My paper was slotted in the coveted 9 am slot on Tuesday morning. It was delivered in the “Bible Translation” section, and was entitled “A Trickster Oracle in Gen 25:23: Reading Jacob and Esau between Beten and Bethel” (abstract HERE). This was my second year in a row presenting at the national meeting, and my third paper at the national meeting (I did two last year, one in the Book of Psalms section and one in the Matthew section). Upon arriving at the session, the other presents and I were informed we would have 25 minutes TOTAL, not 25 to read and then 5 for Q & A, so if we wanted questions we had to stop reading at 20 minutes. Needless to say I had already chopped my paper down from about 35 pages to 12, and time was an issue, so I didn’t cut any further; my reading came in just at 25 minutes.

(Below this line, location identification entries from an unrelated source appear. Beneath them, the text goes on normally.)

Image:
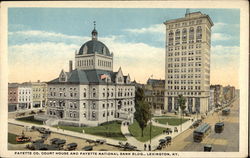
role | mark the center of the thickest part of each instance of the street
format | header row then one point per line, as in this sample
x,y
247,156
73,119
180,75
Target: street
x,y
228,140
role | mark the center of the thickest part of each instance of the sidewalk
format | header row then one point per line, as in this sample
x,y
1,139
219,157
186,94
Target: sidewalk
x,y
130,139
154,141
69,133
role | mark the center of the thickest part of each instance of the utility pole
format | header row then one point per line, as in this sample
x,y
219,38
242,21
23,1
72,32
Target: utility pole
x,y
107,107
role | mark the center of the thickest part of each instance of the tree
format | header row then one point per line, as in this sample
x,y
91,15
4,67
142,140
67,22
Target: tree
x,y
181,102
142,114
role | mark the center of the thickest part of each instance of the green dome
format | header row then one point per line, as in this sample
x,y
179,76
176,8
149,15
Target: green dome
x,y
94,46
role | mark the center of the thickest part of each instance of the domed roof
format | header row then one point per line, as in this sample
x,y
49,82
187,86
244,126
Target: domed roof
x,y
94,46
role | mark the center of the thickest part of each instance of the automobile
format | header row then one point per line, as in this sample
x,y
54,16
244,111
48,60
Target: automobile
x,y
219,127
168,140
20,114
71,146
194,112
87,148
23,139
207,148
54,140
100,141
32,112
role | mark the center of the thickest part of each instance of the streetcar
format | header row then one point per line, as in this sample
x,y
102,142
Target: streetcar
x,y
201,132
226,112
219,127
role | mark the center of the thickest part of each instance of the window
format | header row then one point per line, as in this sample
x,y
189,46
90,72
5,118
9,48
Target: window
x,y
199,34
93,115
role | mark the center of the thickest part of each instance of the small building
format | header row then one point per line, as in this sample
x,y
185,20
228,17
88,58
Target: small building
x,y
211,100
39,94
19,96
92,93
154,94
218,95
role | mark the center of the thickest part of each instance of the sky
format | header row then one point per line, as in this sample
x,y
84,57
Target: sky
x,y
41,41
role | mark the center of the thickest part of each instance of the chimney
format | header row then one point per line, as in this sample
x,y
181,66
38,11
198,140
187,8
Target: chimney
x,y
70,65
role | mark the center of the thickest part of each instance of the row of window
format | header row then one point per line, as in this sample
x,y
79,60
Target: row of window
x,y
170,76
184,70
190,64
184,82
104,63
184,59
184,47
63,89
170,54
184,93
184,31
184,87
38,89
185,23
85,63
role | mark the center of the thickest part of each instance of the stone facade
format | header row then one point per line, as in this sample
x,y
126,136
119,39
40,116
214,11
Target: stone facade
x,y
154,94
187,65
218,95
39,94
92,93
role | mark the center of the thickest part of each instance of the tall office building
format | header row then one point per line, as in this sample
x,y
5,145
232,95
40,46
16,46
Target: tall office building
x,y
187,69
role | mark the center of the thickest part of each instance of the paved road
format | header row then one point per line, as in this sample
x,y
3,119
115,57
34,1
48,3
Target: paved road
x,y
228,140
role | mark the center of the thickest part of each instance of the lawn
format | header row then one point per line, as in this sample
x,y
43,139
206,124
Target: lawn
x,y
135,130
111,130
12,139
30,119
171,121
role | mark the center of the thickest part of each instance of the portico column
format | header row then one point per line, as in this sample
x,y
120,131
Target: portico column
x,y
193,99
173,103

Given the time and day, I fully expected to have maybe a handful of folk present. I was more than pleased, however, to have a room of about 35 people, including my Baylor colleague Roy Garton, former professor Richard Swanson from my undergrad Augustana College, my professor and dissertation advisor Bill Bellinger, and fellow bloggers Joseph Kelly and Daniel (btw, I’m still waiting for them to blog their thoughts on my paper–wink!).
Typically when I have read papers in the past, nerves creep up. This is to be expected, perhaps. It was wonderful, though, this time, to have no nerves at all. My throat didn’t go dry, I read at a good, audible pace, and most importantly, I was relaxed . . . throughout. Even my buddy Roy and Dr. Bellinger noted as much. I attribute that confidence to teaching.
Despite not having time for questions (although I did have some discussions during the break with people), the paper was very well received. Many in the audience were clearly in agreement or pleased throughout, as regular head-nodding and “mmm hmmm’s” became visible and audible. At the end of my paper, as I sat down, I was greeted by a thumbs up from Dr. Swanson, and several comments by people sitting near me (we all sat in the audience, per the convener’s request) that they “really enjoyed your paper” and it was “interesting” or “very good” or “well done.” Given this is a vital component of my dissertation, I am pleased for the encouraging feedback.
The rest of the session was diverse and intriguing, and I especially found the paper about infinitive absolutes in Hebrew to be intriguing (how geeky does that sound of me?). As the session ended I talked with a few in the audience, briefly, but had to run to the hotel for my colleagues who were waiting for me . . . for a 10 hour drive back to Waco.